Newcastle disease is caused by an RNA virus,
Newcastle disease virus (NDV), synonymous with
avian paramyxovirus-1 which is in
the genus Avulavirus , family Paramyxoviridae. Isolates
are
classified into 1 of 3 virulence groups by chicken embryo and chicken
inoculation as virulent
(velogenic), moderately virulent (mesogenic), or of low
virulence (lentogenic). Lentogenic strains
are used widely as live vaccines in
healthy chickens. Clinical manifestations vary from high morbidity
and mortality
to asymptomatic infections. The severity of an infection is dependent on virus
virulence
and the age, immune status, and susceptibility of the host species.

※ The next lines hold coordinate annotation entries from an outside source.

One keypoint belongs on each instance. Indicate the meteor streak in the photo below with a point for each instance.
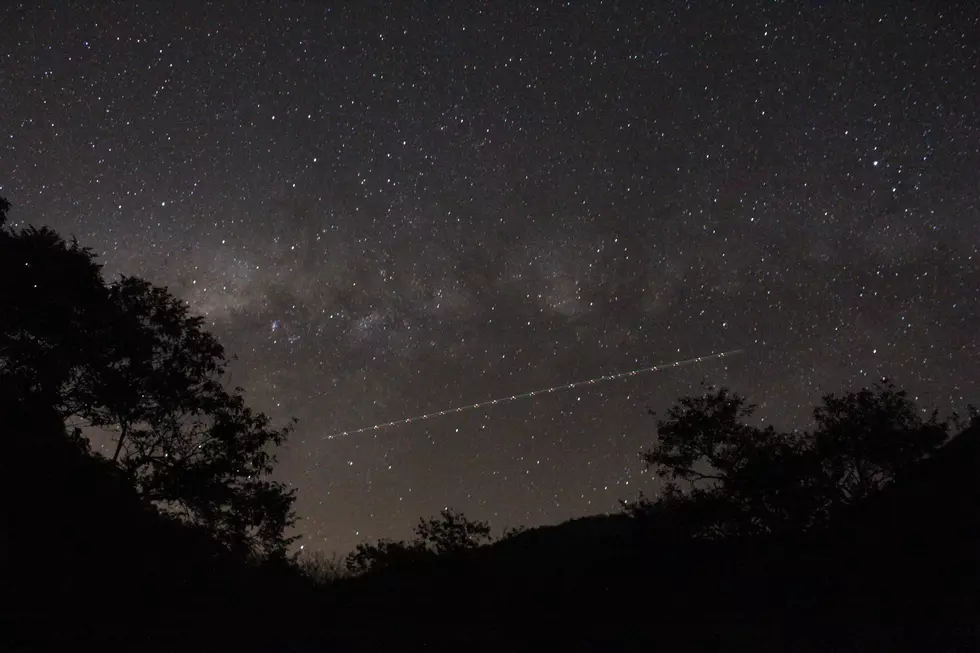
(534, 393)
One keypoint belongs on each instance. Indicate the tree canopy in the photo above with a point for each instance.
(731, 477)
(130, 359)
(448, 533)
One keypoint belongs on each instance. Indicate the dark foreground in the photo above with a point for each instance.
(86, 566)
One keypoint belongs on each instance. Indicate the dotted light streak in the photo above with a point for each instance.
(532, 393)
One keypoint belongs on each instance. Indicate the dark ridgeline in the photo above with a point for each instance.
(860, 536)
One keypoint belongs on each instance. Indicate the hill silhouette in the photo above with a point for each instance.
(860, 536)
(87, 561)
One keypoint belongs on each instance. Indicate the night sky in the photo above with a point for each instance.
(389, 211)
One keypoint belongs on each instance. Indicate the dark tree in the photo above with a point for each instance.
(130, 359)
(451, 532)
(865, 439)
(729, 477)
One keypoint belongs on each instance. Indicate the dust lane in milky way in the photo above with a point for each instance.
(385, 209)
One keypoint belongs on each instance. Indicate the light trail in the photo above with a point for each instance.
(533, 393)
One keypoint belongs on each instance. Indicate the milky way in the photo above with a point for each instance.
(382, 211)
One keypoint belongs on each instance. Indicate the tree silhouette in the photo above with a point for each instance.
(451, 532)
(864, 439)
(728, 477)
(129, 358)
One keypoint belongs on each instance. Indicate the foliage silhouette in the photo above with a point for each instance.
(130, 359)
(449, 533)
(729, 478)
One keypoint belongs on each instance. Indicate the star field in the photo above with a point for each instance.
(385, 211)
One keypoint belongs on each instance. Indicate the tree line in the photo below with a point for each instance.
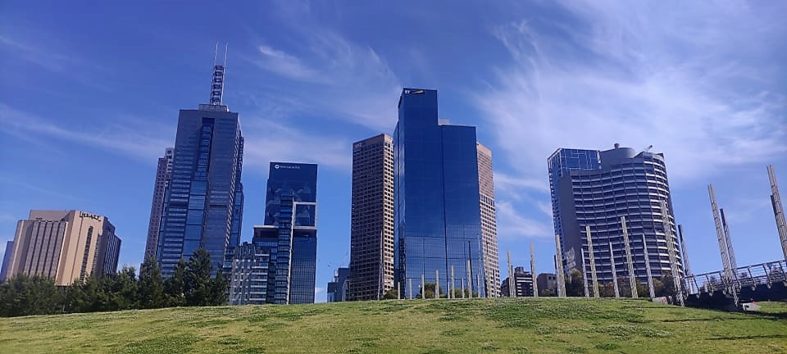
(190, 285)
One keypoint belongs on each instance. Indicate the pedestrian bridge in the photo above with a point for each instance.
(757, 282)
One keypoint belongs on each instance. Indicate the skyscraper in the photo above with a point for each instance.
(163, 174)
(204, 198)
(595, 188)
(372, 227)
(9, 248)
(437, 213)
(290, 232)
(65, 245)
(337, 289)
(248, 275)
(522, 282)
(488, 220)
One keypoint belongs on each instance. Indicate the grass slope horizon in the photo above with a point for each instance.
(425, 326)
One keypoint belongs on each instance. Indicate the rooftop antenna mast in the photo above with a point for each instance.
(217, 81)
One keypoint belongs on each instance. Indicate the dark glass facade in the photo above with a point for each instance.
(437, 216)
(595, 188)
(290, 232)
(204, 199)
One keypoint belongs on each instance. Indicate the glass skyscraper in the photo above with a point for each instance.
(203, 201)
(437, 211)
(595, 188)
(290, 232)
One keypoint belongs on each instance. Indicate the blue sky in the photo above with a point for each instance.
(90, 93)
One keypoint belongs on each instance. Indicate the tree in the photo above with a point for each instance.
(197, 282)
(390, 294)
(575, 286)
(219, 289)
(151, 286)
(175, 286)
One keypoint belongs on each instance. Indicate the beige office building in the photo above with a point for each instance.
(65, 245)
(372, 225)
(488, 221)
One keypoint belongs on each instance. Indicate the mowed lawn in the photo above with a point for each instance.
(430, 326)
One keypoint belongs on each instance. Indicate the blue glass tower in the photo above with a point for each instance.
(204, 202)
(595, 188)
(290, 232)
(437, 216)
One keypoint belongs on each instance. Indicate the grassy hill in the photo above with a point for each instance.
(467, 326)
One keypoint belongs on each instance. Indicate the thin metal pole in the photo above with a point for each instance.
(647, 268)
(614, 271)
(437, 284)
(629, 261)
(533, 269)
(592, 261)
(561, 275)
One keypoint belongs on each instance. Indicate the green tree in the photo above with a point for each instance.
(197, 282)
(151, 286)
(175, 286)
(575, 284)
(390, 294)
(219, 289)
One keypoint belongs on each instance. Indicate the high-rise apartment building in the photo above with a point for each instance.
(338, 288)
(547, 284)
(203, 201)
(65, 245)
(488, 220)
(290, 232)
(163, 174)
(248, 275)
(372, 224)
(596, 188)
(437, 213)
(9, 248)
(522, 282)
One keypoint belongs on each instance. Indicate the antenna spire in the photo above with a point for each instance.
(217, 82)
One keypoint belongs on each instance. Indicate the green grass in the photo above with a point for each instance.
(461, 326)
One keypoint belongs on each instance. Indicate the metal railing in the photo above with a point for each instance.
(747, 276)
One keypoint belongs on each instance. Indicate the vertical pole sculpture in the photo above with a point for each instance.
(614, 271)
(533, 270)
(684, 253)
(592, 261)
(584, 274)
(778, 209)
(673, 257)
(511, 281)
(469, 280)
(724, 248)
(436, 284)
(452, 285)
(561, 275)
(423, 287)
(651, 290)
(629, 261)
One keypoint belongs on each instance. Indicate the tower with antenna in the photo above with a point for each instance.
(778, 209)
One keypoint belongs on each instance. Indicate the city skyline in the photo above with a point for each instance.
(292, 110)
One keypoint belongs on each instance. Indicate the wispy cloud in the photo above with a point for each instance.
(513, 225)
(269, 141)
(639, 74)
(132, 139)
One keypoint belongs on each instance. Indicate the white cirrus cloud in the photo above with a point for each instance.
(692, 83)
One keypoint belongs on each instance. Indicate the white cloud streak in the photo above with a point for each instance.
(639, 74)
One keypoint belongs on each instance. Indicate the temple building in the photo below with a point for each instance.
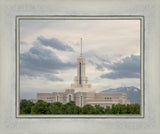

Chickens are the most and waterfowl
the least susceptible of domestic
poultry.
Clinical Findings: |
Onset is rapid, and signs appear throughout the
flock within 2-12 days (average 5) after aerosol
exposure. Spread is slower if
the fecal-oral route is the primary means of transmission, particularly
for
caged birds. Young birds are the most susceptible. Observed signs depend on
whether the
infecting virus has a predilection for respiratory, digestive, or
nervous systems. Respiratory signs
of gasping, coughing, sneezing, and rales
predominate in low virulence infections. Nervous signs of
tremors, paralyzed
wings and legs, twisted necks, circling, clonic spasms, and complete paralysis
may
accompany, but usually follow, the respiratory signs in neurotropic
velogenic disease. Nervous signs
with diarrhea are typical in pigeons, and
nervous signs are frequently seen in cormorants and exotic
bird species.
Respiratory signs with depression, watery-greenish diarrhea, and swelling of the
tissues
of the head and neck are typical of the most virulent form of the
disease, viscerotropic velogenic
Newcastle disease (VVND, also called exotic
Newcastle disease), although nervous signs may also
be seen. Varying degrees of
depression and inappetence are observed. A partial or complete cessation
of egg
production may occur. Eggs may be abnormal in color, shape, or surface, and have
watery
albumen. Mortality is variable but can be as high as
100%.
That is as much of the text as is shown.